Demokritos (waarschijnlijk 460-356 (!) v. Chr.) is de grondlegger van de atoomtheorie. Hij wilde graag geloven dat het zijnde er echt was, maar anders dan Parmenides postuleerde hij ook het bestaan van lege ruimte omdat beweging anders onmogelijk was. De atomen bewegen in alle richtingen door die ruimte, waarbij zij op elkaar botsen en kettingreacties op gang brengen, zodat uiteindelijk complete werelden ontstaan. Van enige goddelijke voorzienigheid is hierbij geen sprake. Het enige zwakke punt in deze visie is dat Demokritos de beweging van de atomen niet verklaart, zoals Aristoteles enigszins zuur opmerkt. Dit probleem is echter ook door de moderne quantumfysica nog niet opgelost.
Dat er geen goddelijk plan aan het universum ten grondslag ligt, betekent overigens niet dat er geen systeem in zit: ‘Ook al leek Demokritos bij het laten ontstaan van de wereld het toeval te gebruiken, hij zegt dat bij kleinere dingen het toeval nooit oorzaak is; hij schrijft iets dan aan andere oorzaken toe: graven bijvoorbeeld is de oorzaak dat men een schat vindt, het planten is de oorzaak van de olijfboom, en het breken van de schedel van een kaalhoofdig iemand komt doordat een adelaar een schildpad wegslingert om haar schild te kraken.’ Met andere woorden, voor alles wat gebeurt valt een fysische verklaring te geven, maar omdat wij niet altijd alle gegevens kennen lijkt het alsof veel gebeurtenissen toevallig plaatsvinden.

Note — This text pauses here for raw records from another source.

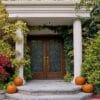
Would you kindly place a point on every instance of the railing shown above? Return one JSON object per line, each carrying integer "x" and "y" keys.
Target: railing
{"x": 40, "y": 1}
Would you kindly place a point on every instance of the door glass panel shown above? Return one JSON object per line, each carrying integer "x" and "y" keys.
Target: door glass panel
{"x": 37, "y": 56}
{"x": 55, "y": 55}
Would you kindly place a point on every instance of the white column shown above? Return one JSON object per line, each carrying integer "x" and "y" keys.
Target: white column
{"x": 20, "y": 49}
{"x": 77, "y": 42}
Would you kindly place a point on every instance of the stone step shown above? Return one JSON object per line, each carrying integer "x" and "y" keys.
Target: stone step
{"x": 78, "y": 96}
{"x": 49, "y": 88}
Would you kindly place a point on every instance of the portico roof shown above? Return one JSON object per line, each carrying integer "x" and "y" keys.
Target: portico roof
{"x": 44, "y": 12}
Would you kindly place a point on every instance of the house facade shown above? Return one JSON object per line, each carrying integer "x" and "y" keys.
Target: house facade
{"x": 46, "y": 47}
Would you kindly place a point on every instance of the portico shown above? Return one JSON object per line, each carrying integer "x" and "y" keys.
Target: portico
{"x": 41, "y": 12}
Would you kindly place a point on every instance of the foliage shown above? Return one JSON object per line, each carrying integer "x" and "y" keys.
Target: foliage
{"x": 91, "y": 64}
{"x": 3, "y": 15}
{"x": 91, "y": 48}
{"x": 27, "y": 67}
{"x": 89, "y": 3}
{"x": 68, "y": 77}
{"x": 6, "y": 70}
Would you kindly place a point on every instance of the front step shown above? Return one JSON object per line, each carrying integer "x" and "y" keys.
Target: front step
{"x": 79, "y": 96}
{"x": 49, "y": 90}
{"x": 49, "y": 87}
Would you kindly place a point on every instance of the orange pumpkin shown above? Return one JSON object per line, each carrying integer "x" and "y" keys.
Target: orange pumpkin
{"x": 88, "y": 88}
{"x": 79, "y": 80}
{"x": 11, "y": 88}
{"x": 18, "y": 81}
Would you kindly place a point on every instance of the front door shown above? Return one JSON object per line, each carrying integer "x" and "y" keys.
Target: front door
{"x": 47, "y": 58}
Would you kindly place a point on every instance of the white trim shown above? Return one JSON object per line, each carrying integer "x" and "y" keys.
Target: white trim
{"x": 77, "y": 42}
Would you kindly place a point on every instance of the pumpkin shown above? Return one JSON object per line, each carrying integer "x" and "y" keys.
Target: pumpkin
{"x": 88, "y": 88}
{"x": 18, "y": 81}
{"x": 79, "y": 80}
{"x": 11, "y": 88}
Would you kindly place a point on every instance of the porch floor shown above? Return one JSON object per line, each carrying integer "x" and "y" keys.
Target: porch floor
{"x": 49, "y": 90}
{"x": 49, "y": 85}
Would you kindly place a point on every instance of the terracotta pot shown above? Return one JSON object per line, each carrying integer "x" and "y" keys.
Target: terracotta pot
{"x": 18, "y": 81}
{"x": 80, "y": 80}
{"x": 88, "y": 88}
{"x": 11, "y": 88}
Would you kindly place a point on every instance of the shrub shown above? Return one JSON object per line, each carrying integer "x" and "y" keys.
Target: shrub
{"x": 91, "y": 65}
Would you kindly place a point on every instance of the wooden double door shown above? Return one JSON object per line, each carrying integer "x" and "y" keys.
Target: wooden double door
{"x": 47, "y": 58}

Zijn van Demokritos slechts fragmenten overgeleverd, van Epikouros (341-271 v. Chr.) hebben we drie complete brieven. De cyclisch opgebouwde brief aan Menoikeus is zonder meer een van de meest indrukwekkende teksten uit de gehele klassieke Oudheid. Met Demokritos’ wereldbeeld als uitgangspunt maakt Epikouros glashelder aannemelijk dat angst voor de goden onzinnig is en dat de dood niets anders is dan de desintegratie van de ziel, die net als het lichaam uit atomen bestaat: ‘Wanneer wij er zijn, is de dood er niet, en wanneer de dood er is, zijn wij er niet meer.’
Het is de mens eigen naar genot te streven, maar wil hij echt gelukkig zijn, dan doet hij er goed aan zich te beheersen en een bestendige toestand van onverstoorbaarheid te verwerven. Wie van niets of niemand afhankelijk is en voldoende te eten heeft om in leven te blijven, laat kalm en onverstoorbaar alle rampspoed over zich heen komen: geluk wordt door Epikouros gedefinieerd als afwezigheid van pijn. De veel gehoorde kritiek als zou Epikouros een decadente genotzoeker zijn, vindt geen enkele grond in het werk van de grote meester zelf. Dat Epikouros onverstoorbare nuchterheid en autarkie propageert, wil niet zeggen dat hij een voorstander van gevoelloosheid is, zoals de stoïcijnen van zijn tijd. Integendeel: ‘Van alle middelen tot volledig levensgeluk die de wijsheid ons verschaft, is het verwerven van vriendschap verreweg het belangrijkste.’
Wie wil weten hoe de atoomtheorie is ontstaan, leze Demokritos. Wie een gelukkig mens wil worden, neme Epikouros ter hand. Maar de combinatie van beide boeken is ideaal.